ツギハギ日本の歴史

日本の歴史を、歴史学者の先生方などの書籍などを元に記述します。

後陽成天皇の時代

天正14年(1586) 11.7 正親町天皇の譲位により、和仁親王践祚した(後陽成天皇)。(『兼見卿記』)

・文禄2年(1592) ?.? 肥後国天草のIesu会学林は、『Doctrina Christã(ドチリナ キリシタン)』を刊行した。(東洋文庫所蔵刊記)
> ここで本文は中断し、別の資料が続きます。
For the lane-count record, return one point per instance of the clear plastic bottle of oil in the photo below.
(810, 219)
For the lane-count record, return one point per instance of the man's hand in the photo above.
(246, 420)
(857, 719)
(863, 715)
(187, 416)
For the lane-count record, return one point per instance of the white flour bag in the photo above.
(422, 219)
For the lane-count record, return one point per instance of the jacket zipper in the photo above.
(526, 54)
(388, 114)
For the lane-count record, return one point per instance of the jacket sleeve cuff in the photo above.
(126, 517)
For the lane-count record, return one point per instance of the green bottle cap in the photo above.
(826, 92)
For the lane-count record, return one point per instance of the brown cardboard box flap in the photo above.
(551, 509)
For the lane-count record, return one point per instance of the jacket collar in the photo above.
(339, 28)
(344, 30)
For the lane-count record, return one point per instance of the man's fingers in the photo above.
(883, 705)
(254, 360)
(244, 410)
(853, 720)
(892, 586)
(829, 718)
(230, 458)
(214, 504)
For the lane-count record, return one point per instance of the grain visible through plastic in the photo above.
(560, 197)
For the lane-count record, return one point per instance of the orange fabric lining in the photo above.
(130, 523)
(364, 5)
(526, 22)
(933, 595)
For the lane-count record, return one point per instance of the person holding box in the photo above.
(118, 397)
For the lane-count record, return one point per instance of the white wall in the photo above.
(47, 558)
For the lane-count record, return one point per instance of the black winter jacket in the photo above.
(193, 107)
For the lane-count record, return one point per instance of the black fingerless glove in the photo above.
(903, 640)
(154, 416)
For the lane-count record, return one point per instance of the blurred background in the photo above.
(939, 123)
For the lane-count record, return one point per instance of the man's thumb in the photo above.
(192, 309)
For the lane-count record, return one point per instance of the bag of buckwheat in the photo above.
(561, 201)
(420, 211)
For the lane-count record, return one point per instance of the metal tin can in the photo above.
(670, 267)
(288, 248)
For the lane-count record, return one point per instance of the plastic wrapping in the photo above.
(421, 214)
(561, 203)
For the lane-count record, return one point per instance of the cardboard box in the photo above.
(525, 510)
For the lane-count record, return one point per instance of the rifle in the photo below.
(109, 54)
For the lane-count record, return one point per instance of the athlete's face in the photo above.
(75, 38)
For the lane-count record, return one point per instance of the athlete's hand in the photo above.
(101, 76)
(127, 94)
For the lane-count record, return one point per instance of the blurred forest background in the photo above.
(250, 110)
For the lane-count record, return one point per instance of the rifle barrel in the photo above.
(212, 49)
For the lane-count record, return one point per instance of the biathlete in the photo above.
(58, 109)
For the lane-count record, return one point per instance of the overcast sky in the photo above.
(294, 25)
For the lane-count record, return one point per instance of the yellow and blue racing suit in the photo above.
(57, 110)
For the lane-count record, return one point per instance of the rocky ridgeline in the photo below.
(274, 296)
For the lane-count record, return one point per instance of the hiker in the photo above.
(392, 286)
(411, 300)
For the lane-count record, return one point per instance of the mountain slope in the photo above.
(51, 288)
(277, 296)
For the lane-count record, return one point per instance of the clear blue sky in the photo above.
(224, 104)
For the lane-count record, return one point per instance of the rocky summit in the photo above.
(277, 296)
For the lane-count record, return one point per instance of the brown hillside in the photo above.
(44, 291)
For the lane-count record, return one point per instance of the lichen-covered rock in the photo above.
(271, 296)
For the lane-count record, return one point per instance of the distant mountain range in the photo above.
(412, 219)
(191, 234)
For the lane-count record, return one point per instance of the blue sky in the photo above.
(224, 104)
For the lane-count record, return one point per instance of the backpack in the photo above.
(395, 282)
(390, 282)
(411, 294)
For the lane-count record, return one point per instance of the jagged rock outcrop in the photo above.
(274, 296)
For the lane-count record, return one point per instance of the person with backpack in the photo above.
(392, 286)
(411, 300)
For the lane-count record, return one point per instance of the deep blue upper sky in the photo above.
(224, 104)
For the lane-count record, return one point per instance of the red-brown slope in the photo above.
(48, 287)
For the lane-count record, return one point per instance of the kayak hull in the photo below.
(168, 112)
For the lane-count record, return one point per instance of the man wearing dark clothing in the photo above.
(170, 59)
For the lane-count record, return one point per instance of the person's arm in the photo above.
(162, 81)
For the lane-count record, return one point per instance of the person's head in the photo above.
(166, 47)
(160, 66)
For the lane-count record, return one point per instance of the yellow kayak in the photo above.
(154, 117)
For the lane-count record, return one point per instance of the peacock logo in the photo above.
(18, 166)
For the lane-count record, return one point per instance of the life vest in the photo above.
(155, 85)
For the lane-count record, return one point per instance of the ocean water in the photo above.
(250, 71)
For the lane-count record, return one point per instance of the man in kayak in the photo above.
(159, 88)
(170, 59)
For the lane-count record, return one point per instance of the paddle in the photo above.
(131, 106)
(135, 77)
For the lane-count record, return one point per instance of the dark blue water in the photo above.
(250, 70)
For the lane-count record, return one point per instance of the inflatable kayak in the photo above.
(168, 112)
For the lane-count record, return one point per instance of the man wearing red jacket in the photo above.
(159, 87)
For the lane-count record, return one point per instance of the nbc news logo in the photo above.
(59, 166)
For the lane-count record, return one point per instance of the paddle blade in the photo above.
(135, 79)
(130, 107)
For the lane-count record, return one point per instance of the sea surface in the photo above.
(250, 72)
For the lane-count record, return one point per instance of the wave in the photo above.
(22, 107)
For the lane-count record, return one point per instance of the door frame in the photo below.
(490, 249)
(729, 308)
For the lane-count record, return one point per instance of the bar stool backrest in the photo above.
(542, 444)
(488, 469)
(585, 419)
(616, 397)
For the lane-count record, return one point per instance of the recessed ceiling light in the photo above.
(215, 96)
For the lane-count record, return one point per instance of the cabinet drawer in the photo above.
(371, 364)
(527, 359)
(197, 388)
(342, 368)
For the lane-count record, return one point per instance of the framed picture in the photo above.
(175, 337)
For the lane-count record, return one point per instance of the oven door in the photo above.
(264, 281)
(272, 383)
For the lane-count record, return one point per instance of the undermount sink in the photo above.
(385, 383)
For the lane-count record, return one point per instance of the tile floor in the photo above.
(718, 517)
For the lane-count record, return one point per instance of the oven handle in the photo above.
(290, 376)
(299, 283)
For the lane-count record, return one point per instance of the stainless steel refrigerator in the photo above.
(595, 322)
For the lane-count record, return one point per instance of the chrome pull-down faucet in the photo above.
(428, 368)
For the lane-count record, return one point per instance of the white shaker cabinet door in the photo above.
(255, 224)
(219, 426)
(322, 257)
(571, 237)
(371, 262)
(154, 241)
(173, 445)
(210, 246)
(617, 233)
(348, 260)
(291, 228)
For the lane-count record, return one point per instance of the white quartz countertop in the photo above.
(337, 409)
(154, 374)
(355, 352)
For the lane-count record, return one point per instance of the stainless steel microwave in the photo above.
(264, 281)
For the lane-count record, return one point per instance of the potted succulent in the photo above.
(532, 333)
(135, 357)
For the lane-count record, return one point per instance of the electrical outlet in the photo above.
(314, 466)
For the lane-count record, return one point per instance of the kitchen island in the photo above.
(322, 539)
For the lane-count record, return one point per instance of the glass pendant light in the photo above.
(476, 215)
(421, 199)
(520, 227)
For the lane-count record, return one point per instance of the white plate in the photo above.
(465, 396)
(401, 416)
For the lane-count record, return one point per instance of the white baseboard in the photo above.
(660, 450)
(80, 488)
・文禄2年(1592) ?.? 肥後国天草のIesu会学林は、『平家ノ物語』を刊行した。(British Museum所蔵刊記)

・文禄3年(1593) ?.? 『伊曽保物語』が刊行された。

※『伊曽保物語』には、「持ってこい」という文章があり、カ行変格活用の命令形に「い」がついた形が成立していたことが理解できる。また、「有徳な」というように、ナリ活用では連体形の「る」が削られた「~な」という用法が使用されていたことがわかる(倉島節尚『中高生からの日本語の歴史』)。

・慶長1年(1596) ?.? 肥後国天草にて、『Contemptvs mundi(コンテンツス ムンヂ)』が刊行された。(Herzog August 図書館所蔵刊記)

キリシタン資料からは、オ段の長音には、開音(ɔ:か)と合音(o:か)の2つがあったことが理解できる。開音は「au(抝音ではjau)」という母音の連続が変化したものである。合音は、エ段とオ段の音節に母音「u」が付くという母音の連続から転じたものである(倉島節尚『中高生からの日本語の歴史』)。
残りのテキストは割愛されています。